Suite du petit florilège printanier de la comédie française. Entre les familles Camping-Bronzés et l’expérimentation djeuns (OSS 117), Quatre étoiles incarne une sorte de passerelle mi-chic mi-populaire au sens classique du terme de la belle oeuvre troussée avec une élégance et un sens de l’équilibre appréciables. Mi-figue mi-raisin si l’on veut charrier Christian Vincent (Sauve-moi), cinéaste sensible un peu oublié qui revient ici sous forme de faiseur masterclass. Quatre étoiles étale en effet sans détour son projet : faire de José Garcia un Cary Grant et d’Isabelle Carré une Grace Kelly, le tout enveloppé dans du Lubitsch made in France. Entraperçue l’an dernier dans Anthony Zimmer (qui lui se rêvait en Hitchcock), la Côte d’Azur fait à nouveau le décor, consensus tout trouvé entre haut lieu de la cinéphilie internationale et sommet du glamour à la française.

Franssou (Isabelle Carré) débarque au Carlton de Cannes avec la ferme intention de dépenser les 50 000 euros qu’elle vient d’hériter d’une tante lointaine. Débarque dans sa chambre un arnaqueur hâbleur (Garcia en costard trois pièces et barbe subtilement taillée) en pleine séance de travail. Coup de foudre pour la première, repérage intéressée pour le second. Christian Vincent exploite cet antagonisme comme un boulanger pétrit sa pâte, avec la conscience d’un artisan détaché de son ouvrage : les personnages se font et se forment, enclenchent le rythme avec une fluidité mécanique qui n’est pas sans rappeler Francis Veber, mais avec de l’huile. Comprenez un style visuel plus abouti, un plaisir de tourner le film, d’en raboter quelques imperfections ou de le faire décoller à loisir. Une fois encore, le cinéma français s’en trouve rehaussé : comparé au niveau moyen de l’industrie, Quatre étoiles surnage tel un chef-d’oeuvre de compagnon. Les acteurs en sortent gagnants : lumineux, entiers, ils débouchent l’horizon du film, l’assouplissent avec prestance. On pense bien sûr aux deux têtes d’affiches, mais aussi à la superbe entrée en matière de François Cluzet en pigeon au grand coeur, qui trouve ses marques très vite et remet du carburant dans le moteur.

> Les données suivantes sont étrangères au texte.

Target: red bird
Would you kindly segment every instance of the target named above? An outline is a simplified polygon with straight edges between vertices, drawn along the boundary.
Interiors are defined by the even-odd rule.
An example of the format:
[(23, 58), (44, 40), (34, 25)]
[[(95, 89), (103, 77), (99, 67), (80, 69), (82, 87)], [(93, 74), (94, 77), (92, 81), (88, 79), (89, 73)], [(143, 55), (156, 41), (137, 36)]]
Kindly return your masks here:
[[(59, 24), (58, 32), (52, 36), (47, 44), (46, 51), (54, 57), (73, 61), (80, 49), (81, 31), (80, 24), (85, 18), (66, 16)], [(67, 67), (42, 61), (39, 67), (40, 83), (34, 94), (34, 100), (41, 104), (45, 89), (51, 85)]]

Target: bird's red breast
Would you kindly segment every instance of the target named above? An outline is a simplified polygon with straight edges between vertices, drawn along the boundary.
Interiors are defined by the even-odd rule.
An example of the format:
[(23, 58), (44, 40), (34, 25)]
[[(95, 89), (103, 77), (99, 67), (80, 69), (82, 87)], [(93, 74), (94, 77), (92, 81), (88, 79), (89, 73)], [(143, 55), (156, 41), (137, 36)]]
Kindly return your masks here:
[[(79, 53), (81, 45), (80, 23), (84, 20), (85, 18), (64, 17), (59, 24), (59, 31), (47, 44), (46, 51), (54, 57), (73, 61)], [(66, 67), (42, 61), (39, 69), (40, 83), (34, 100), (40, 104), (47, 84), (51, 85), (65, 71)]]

Reste malgré tout un petit côté machinerie qui perturbe légèrement la conduite du film. Quatre étoiles parle de plaisirs de la consommation sans y prendre vraiment part. La faute en revient autant au cinéma français qu’à Christian Vincent. Le professionnalisme de l’ensemble se voit presque trop, du coup le film se guinde au lieu de se lâcher. Le cinéaste semble trop occupé à construire le cadre, à inventer une grammaire plutôt qu’à travailler sur des bases rodées, plutôt qu’à jouir de son matériau. La référence aux classiques d’Hollywood va davantage dans le sens d’une oeuvre étalon plutôt que de l’oeuvre pygmalion. Elle se pose en cache-sexe un poil prétentieux, en rampe de sécurité : si l’on suit ses principes, on s’en sortira. Quatre étoiles a des allures de prototype appliqué, dosé, pro jusqu’au bout des ongles ; il lui manque juste une petite émulsion, une spontanéité qui ferait la différence.